As snowdrops, violets, and primroses herald spring, so too do the first estimates of how companies performed in the past year begin around this time. Of course, everyone knows how they fared, whether their revenues grew faster than inflation, whether they made a profit (and how much)… There is speculation about how sectors performed, but the real comparison (and assessment of the year) comes only when the results of competitors are seen. Companies listed on the stock exchange are obliged to publish last year’s business results by the end of February, while others must do so by the end of April.
However, by this Tuesday, 2,317 annual financial reports for 2023 had already arrived at Fina. To be fair, most do not pertain to the entire calendar year but to the so-called business year. A number of companies (especially foreign ones) align their ‘commercial year’ with seasonal fluctuations in business. Thus, most of these companies sent reports on their business up to the end of the first half of the year or until the end of August. All of them will submit a new report by April 30, which will differ from this one and will describe business for the entire 2023. Until then, let’s take a look at the first sample.
A Year of Slowing
From the analysis, we excluded companies that did not operate for the entire year and were merged with their parent companies after ownership changes and were removed from the Court Register (Nova hrvatska banka, former Sberbank, merged into HPB; Studenac ‘swallowed’ Lonia trade, Strahinjčica, Spar trade…; Ivamil was merged with VMD standard; Salami Aurea and Copadio Žitu…). We also limited ourselves to companies with revenues exceeding 10 million euros, arriving at a list of 31 companies.
When we excluded three more domestically owned companies (Agroland, Meneghetti, and Algebra), we arrived at a sample of 28 foreign-owned companies.
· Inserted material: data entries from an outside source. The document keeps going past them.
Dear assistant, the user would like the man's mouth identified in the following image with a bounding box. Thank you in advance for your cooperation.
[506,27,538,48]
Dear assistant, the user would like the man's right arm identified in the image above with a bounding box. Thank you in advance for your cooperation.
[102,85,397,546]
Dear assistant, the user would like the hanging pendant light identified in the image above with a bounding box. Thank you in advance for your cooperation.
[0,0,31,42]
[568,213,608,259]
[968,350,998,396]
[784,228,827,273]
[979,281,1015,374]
They achieved an 11 percent revenue growth, but this needs to be adjusted for inflation of 4.5 percent, so the real growth is around 6.5 percent. Additionally, they reported an eight percent decrease in profit and reduced the number of employees by three percent compared to the previous year.
Using the same criteria, we made the first estimate a year ago. At that time, 30 comparable companies achieved a staggering 40 percent revenue growth (realistically 27 percent), and when the results of all entrepreneurs were summed up, it amounted to a 24 percent growth (realistically 11 percent). Therefore, the current results should be viewed in this light, as foreign-owned companies suggest that the Croatian economy only slightly increased revenues above inflation last year. The slowdown from last year is also evidenced by the larger number of companies that reduced revenues – eight of them (five the previous year).